En esta misma estela, la narrativa de Pedro Juan Gutiérrez, prosigue más o menos la linea de los fundadores de la revista Ciclón –luego Lunes-, entre los que se congregaban Severo Sarduy, Cabrera Infante, Virgilio Piñera entre otros. En ella, encontramos la vieja Habana de Carpentier y Lezama, con su barroquismo extremo y representante de la identidad plural latinoamericana, esta vez en ruinas. El eidficio en el que vive Pedro Juan, narrador de esta autoficción, es presentado de esta manera:

“El ascensor y la escalera huelen a orina y a mierda. En la acera, frente a la puerta hay un hueco que permanentemente expulsa excrementos a la calle. La gente fuma marihuana y tiene largas sesiones de sexo en la oscuridad de la escalera. Muchos han dividido una y otra vez los apartamentos y ahora viven diez o quince personas donde antes vivían tres. La cisterna siempre está seca. (…) Lo mismo sucede en todo el barrio. Mugre, cochambre, desidia, abandono” (19, 20)

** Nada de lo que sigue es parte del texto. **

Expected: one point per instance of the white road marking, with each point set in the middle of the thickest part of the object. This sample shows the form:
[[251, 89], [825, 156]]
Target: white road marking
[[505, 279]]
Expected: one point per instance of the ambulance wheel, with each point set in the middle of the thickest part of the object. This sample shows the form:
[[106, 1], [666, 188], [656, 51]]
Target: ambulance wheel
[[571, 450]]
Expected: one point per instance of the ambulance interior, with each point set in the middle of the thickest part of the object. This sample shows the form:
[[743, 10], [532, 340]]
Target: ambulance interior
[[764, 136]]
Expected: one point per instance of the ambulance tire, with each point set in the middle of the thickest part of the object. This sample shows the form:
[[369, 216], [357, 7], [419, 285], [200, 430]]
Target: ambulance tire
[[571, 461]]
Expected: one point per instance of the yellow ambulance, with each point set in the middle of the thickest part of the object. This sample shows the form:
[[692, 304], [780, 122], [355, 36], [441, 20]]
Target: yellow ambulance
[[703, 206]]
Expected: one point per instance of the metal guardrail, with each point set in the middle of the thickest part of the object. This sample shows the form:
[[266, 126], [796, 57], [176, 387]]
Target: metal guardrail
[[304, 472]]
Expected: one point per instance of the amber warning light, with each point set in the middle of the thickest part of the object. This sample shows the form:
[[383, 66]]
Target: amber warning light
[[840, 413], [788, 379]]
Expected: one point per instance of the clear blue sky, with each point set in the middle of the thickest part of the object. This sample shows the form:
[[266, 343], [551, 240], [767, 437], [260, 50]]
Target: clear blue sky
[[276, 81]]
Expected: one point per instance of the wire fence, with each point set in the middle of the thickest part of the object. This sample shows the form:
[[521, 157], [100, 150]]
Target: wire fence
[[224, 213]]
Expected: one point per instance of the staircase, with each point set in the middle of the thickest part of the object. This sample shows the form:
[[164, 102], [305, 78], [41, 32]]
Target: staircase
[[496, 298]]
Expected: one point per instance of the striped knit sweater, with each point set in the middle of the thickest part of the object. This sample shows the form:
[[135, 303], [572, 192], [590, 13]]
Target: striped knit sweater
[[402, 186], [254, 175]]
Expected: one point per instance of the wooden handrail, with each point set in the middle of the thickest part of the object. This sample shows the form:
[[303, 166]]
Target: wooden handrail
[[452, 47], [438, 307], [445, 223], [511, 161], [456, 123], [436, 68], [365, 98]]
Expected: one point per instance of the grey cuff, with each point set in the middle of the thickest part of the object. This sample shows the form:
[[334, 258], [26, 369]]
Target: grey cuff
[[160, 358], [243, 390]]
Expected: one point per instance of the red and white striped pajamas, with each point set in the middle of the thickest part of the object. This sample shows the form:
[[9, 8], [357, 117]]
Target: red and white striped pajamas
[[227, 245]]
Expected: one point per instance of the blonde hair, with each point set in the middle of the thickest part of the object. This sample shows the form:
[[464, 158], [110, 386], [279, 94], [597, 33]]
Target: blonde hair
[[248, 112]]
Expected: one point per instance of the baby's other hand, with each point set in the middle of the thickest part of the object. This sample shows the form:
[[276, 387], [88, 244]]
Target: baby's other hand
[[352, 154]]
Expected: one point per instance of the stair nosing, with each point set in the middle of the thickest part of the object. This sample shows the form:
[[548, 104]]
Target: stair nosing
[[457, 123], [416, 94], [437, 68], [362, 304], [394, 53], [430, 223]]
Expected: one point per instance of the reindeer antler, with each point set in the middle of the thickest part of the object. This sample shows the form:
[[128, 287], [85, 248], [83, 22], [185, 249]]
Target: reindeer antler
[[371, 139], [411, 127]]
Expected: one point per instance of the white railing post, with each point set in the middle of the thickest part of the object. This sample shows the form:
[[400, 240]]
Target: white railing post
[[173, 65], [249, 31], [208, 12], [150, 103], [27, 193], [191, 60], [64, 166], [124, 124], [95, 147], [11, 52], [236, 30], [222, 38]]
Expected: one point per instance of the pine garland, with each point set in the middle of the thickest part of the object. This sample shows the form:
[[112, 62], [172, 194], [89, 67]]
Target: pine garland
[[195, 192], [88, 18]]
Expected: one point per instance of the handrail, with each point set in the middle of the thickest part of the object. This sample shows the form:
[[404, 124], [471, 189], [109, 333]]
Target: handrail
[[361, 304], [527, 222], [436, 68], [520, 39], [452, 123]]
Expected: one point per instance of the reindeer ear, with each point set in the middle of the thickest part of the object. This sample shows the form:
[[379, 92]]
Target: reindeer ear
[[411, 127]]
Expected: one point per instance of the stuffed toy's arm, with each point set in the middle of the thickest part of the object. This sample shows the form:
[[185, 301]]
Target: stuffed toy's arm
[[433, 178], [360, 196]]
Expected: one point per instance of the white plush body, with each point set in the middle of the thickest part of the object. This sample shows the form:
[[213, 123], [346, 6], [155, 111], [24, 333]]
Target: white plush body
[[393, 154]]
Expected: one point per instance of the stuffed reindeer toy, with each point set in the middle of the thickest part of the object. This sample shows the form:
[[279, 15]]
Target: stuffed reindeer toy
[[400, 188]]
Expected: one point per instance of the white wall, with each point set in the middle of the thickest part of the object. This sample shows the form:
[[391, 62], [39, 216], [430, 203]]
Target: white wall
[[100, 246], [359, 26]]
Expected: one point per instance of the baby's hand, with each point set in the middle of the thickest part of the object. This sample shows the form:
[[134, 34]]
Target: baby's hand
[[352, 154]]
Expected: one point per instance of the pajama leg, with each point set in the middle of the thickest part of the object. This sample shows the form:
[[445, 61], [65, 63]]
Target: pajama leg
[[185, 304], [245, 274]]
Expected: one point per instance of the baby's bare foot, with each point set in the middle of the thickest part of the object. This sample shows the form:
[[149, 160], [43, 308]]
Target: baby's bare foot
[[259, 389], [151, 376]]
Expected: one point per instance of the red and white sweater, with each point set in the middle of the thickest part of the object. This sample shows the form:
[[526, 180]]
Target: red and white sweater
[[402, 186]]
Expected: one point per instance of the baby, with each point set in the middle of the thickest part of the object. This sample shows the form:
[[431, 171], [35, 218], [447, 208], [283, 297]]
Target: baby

Al mismo tiempo, cuando Pedro Juan, ya en Europa, en la que vive con una mujer europea –que conoció por contactos a partir de acuerdos con un sello editorial-, cuando recuerda los pirmeros años de la revolución, lo hace siempre estableciendo ciertas proximidades con el Diario de un cimarrón:

“Es que teníamos mucha hambre, Agenta. En los años sesenta se pasó mucha hambre. Muchachos de dieciséis a veinte años cortan caña como bestias y comiendo unos pocos granos de harina, maíz y frijoles

(…) Trabajábamos como mulos todo el día y por la noche salíamos a templar

terneras o yeguas. Y los domingos por la tarde boxeábamos durante horas, sin parar. Una vez noqueé dos seguidos” (196)

De esta manera, la generación pos-boom asumió un papel tan parricida como el de la generación anterior respecto de las novelas de la tierra (Maíz, 7). Apostaron por rever los paisajes y las tesis identitarias que sostenían los escritores del boom desde una mirada desacralizadora, heterodoxa, alejados de los relatos heróicos –hoy insostenibles- y parodiando y desnudando, como hemos visto recién, sus construcciones mitológicas.